Since being in Stockholm I have been to two of the local flea markets: the Sunday market at Hötorget, and the all-week around market, Loppmarknaden at Vårberg. The overall quality of the stalls at Hötorget was better, but the prices were much higher, and as a consequence, although I saw a number of items of interest, all were too expensive. At Loppmarknaden, which is an underground hall in the shopping complex attached to Vårberg station, some of the stalls were little more than just piles of household rubbish, and presented as such. The market charges an entry fee at weekends, but I went on a weekday. It's possible that it may be busier, and with more stalls at the weekend. There was a good deal of furniture and furnishings from the 1950s-60s-70s, which holds onto a use value for longer than items generally thought of as technology, where the turnover is more rapid: VHS players, portable CRT televisions, sterograms, many early digital cameras, game consoles and games, and whole boxes of remote controls and chargers.


The flea market neatly brings together the flaneur and the objet trouvé. London is poor in this regard, perhaps due to knowing the price of everything. In the UK, the car boot sale is the nearest native equivalent, yet the car boot sale rarely produces the same feelings of felicity and serendipity. Possibly at one time, the wares for sale could have said something specific about the society in which they are found (but these flea markets are becoming more universalised across different countries, which in itself suggests homogenisation) - by what society can't quite bring itself to throw away and eke some last monetary value from. One feels that some of this junk simply circulates.

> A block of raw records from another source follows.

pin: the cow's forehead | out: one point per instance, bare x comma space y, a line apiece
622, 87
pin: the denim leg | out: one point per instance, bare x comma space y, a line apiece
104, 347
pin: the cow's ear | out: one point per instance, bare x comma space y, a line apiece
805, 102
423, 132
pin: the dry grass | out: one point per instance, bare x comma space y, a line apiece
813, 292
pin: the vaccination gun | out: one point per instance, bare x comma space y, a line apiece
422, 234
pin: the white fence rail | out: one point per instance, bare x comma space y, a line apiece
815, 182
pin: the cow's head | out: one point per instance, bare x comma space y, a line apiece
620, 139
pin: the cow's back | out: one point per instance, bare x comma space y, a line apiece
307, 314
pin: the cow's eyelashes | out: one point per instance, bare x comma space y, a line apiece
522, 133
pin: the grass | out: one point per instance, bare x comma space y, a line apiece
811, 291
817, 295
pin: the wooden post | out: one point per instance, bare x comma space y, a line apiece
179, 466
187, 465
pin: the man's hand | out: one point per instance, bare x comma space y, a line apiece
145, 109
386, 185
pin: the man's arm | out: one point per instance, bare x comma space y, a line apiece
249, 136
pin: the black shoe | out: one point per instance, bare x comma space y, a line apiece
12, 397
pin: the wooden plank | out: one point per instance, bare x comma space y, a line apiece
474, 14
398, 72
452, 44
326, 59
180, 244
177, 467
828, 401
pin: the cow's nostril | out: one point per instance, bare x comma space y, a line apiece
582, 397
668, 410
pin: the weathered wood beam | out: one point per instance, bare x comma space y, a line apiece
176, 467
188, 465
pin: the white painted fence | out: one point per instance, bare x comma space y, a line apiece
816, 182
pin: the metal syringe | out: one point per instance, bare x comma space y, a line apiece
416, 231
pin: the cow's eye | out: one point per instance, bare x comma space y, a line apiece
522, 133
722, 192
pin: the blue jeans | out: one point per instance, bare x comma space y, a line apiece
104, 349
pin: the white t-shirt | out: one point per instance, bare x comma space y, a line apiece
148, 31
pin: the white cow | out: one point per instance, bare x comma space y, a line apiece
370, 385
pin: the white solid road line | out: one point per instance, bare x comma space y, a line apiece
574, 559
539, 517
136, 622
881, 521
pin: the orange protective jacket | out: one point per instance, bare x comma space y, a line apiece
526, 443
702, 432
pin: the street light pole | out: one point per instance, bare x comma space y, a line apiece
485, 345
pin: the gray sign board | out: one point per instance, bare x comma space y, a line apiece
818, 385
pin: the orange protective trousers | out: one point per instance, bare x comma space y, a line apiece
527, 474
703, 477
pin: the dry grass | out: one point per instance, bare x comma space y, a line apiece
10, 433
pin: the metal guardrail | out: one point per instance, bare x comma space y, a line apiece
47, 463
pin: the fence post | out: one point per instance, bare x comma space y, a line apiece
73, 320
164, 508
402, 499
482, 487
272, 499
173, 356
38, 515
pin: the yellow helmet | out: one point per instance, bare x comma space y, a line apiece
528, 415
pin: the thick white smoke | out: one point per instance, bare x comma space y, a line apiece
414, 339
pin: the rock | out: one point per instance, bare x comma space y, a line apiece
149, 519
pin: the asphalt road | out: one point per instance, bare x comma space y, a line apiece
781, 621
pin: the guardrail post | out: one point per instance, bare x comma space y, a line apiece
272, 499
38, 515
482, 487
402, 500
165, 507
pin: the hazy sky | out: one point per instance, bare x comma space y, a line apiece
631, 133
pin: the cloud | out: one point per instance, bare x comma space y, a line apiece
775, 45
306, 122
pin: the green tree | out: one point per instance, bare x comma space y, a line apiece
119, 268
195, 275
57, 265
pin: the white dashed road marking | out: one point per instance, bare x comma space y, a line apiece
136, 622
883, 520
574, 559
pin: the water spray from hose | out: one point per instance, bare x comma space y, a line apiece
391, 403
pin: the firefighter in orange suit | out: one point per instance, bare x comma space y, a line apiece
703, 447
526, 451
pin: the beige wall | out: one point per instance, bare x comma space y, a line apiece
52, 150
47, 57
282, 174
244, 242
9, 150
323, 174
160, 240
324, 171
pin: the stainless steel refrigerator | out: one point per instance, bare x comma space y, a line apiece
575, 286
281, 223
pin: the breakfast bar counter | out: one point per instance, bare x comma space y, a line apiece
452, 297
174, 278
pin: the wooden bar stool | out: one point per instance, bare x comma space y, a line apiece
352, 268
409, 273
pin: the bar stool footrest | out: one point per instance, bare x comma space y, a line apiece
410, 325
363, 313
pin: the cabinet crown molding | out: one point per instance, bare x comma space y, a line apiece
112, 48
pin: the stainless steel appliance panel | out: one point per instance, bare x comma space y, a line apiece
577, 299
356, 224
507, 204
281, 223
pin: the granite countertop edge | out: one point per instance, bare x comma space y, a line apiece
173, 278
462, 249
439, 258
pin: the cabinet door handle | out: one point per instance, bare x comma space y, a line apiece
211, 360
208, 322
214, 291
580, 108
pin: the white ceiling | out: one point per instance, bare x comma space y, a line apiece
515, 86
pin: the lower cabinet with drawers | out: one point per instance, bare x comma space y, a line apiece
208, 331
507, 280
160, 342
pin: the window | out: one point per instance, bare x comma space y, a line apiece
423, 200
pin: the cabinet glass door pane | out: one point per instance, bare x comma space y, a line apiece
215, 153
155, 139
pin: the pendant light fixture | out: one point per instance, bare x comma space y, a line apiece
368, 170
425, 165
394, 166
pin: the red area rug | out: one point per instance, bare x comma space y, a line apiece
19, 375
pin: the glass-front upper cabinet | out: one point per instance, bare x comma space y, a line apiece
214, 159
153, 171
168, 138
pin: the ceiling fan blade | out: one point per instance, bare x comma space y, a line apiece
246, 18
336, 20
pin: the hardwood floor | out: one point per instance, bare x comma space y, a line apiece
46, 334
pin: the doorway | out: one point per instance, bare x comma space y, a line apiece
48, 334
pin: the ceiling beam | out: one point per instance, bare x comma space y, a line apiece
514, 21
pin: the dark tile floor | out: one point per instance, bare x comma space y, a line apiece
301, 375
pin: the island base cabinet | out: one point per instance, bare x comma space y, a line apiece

As usual, I was interested in cameras, photographic equipment and related items. There were many digital cameras from about a decade ago, a number of older SLRs, but the only camera that caught my eye, was an Agfa Isolette III. This looked in good condition, although a bit dusty, and everything worked except for the uncoupled rangefinder, which was stuck, and I may be able to repair this, but what piqued my interest sufficiently to buy it was the half-used roll of film inside. The seller wanted (and got) 200 SEK, just over £15. A few years ago I bought a Werra camera from the Mauerpark Flohmarkt in Berlin (the best flea market I have been to), which had a roll of half-used film inside. Despite opening the back and exposing the film, I was able to shoot the remaining film to get some images of the flea market on the camera I had just bought, and recover the undeveloped images, dormant for many years before the camera passed into my hands. Similarly, I finished the roll of film in the Isolette at Vårberg.